By the end of the three and a half years that the Alaskans spent in these camps, one in ten prisoners had died. Most went out in slow, painful deaths, starving, freezing, or plagued by disease.
1 Norway Labeled Its Own Citizens As ‘German Whores’ And Locked Them Up
When the war came to an end, some countries started focusing their wrath on their own citizens. In Norway, in 1945, 5,000 women were branded tyskertoes, meaning “German whores,” and locked up without trial inside internment camps.
Some of these women had taken German lovers while the Nazis occupied Norway, but many more hadn’t done anything of the sort. Women who had done any type of work for the Germans whatsoever were locked up, even if they’d just worked as cleaners or seamstresses.
The government justified it as a way of protecting them—which wasn’t a totally unfair claim. Mobs would often drag these women out into the streets and shave off their hair, with newspapers and rallies cheering them on.
That didn’t just happen in Norway.

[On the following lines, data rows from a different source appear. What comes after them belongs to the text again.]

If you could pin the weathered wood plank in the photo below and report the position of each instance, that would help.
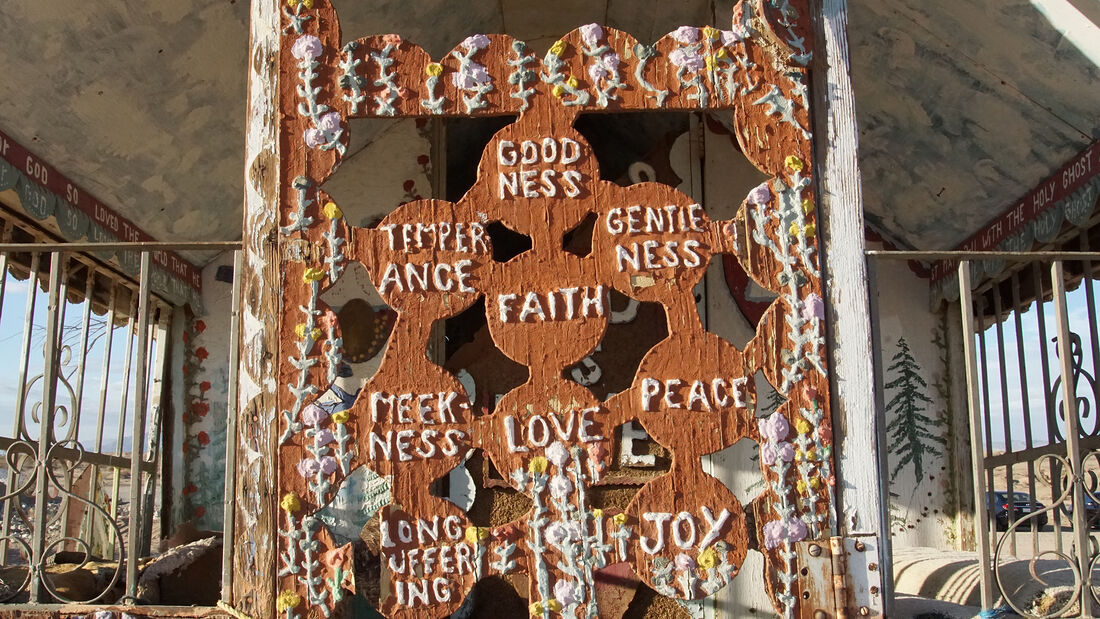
(254, 559)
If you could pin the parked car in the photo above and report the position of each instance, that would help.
(1022, 505)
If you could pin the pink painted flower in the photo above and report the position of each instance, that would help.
(813, 308)
(591, 34)
(774, 427)
(564, 592)
(307, 47)
(684, 562)
(729, 37)
(330, 122)
(685, 34)
(314, 137)
(760, 195)
(312, 415)
(690, 61)
(308, 467)
(475, 42)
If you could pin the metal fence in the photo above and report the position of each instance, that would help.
(86, 397)
(1031, 350)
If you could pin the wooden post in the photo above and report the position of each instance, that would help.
(859, 486)
(255, 543)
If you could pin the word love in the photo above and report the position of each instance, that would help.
(541, 429)
(693, 395)
(545, 181)
(682, 529)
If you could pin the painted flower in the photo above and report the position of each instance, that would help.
(290, 503)
(312, 415)
(684, 562)
(591, 34)
(559, 47)
(707, 559)
(691, 61)
(685, 34)
(558, 454)
(538, 464)
(560, 487)
(564, 592)
(307, 47)
(287, 600)
(475, 42)
(774, 427)
(760, 195)
(556, 533)
(813, 308)
(312, 137)
(308, 467)
(330, 122)
(476, 534)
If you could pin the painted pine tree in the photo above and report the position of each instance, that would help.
(912, 439)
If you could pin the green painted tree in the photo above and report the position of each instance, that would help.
(912, 440)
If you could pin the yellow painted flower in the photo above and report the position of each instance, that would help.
(287, 600)
(707, 559)
(476, 534)
(538, 464)
(290, 504)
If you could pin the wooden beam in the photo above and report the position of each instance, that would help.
(255, 522)
(859, 486)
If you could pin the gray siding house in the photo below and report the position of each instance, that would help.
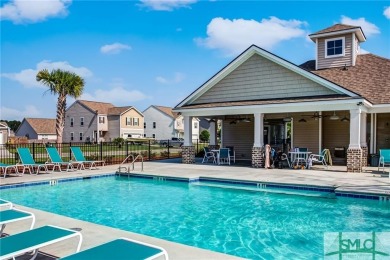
(339, 100)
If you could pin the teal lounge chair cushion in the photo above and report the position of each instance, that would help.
(117, 249)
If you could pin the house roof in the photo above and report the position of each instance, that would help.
(118, 110)
(168, 111)
(42, 125)
(369, 78)
(339, 28)
(100, 107)
(267, 102)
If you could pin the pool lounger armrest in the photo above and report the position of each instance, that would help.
(33, 240)
(121, 248)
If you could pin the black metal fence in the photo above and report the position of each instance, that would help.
(110, 152)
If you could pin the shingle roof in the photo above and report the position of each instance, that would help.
(335, 28)
(117, 110)
(168, 111)
(101, 107)
(42, 125)
(369, 78)
(267, 102)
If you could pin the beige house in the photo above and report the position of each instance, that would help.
(339, 101)
(91, 121)
(40, 129)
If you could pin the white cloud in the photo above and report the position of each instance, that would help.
(166, 5)
(30, 11)
(7, 113)
(114, 48)
(234, 36)
(367, 27)
(178, 77)
(386, 12)
(116, 95)
(27, 77)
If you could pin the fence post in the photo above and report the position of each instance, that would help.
(34, 151)
(101, 150)
(149, 151)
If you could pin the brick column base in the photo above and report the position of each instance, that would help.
(354, 160)
(364, 156)
(257, 157)
(188, 154)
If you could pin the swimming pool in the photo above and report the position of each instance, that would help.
(245, 223)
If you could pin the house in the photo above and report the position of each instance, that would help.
(340, 100)
(5, 132)
(91, 121)
(41, 129)
(162, 123)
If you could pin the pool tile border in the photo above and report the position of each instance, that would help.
(383, 197)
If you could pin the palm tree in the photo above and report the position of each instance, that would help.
(63, 83)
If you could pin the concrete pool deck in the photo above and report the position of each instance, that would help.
(370, 181)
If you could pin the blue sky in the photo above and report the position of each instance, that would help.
(144, 53)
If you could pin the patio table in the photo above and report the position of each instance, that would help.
(296, 156)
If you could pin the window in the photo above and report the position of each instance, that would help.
(334, 47)
(136, 121)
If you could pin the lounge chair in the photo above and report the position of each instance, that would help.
(6, 203)
(79, 158)
(208, 155)
(122, 248)
(56, 159)
(13, 215)
(28, 162)
(6, 167)
(33, 240)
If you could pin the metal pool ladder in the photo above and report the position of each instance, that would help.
(131, 165)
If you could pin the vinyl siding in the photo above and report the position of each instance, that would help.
(383, 131)
(336, 61)
(258, 78)
(241, 136)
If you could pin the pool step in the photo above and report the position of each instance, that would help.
(262, 187)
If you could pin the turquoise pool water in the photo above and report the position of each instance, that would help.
(250, 224)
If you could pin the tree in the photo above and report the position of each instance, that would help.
(63, 84)
(204, 136)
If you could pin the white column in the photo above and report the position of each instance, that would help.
(363, 129)
(187, 130)
(354, 129)
(259, 130)
(213, 133)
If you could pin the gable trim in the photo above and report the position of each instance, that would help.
(252, 50)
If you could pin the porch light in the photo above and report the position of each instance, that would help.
(334, 116)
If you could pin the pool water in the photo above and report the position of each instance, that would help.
(245, 223)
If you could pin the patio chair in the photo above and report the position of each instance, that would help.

In France, women would be stripped, beaten, and paraded down the streets if anyone thought they’d supported the Germans in any way. More often than not, their heads would be shaved, and they’d have swastikas painted on their faces.
The men, though, got off almost completely scot-free. In Norway, there were 28 men who had married German women during the war. They suffered no consequences at all—but every woman who had taken a German husband during World War II was deported from the country, deprived of her citizenship, and branded a traitor for life.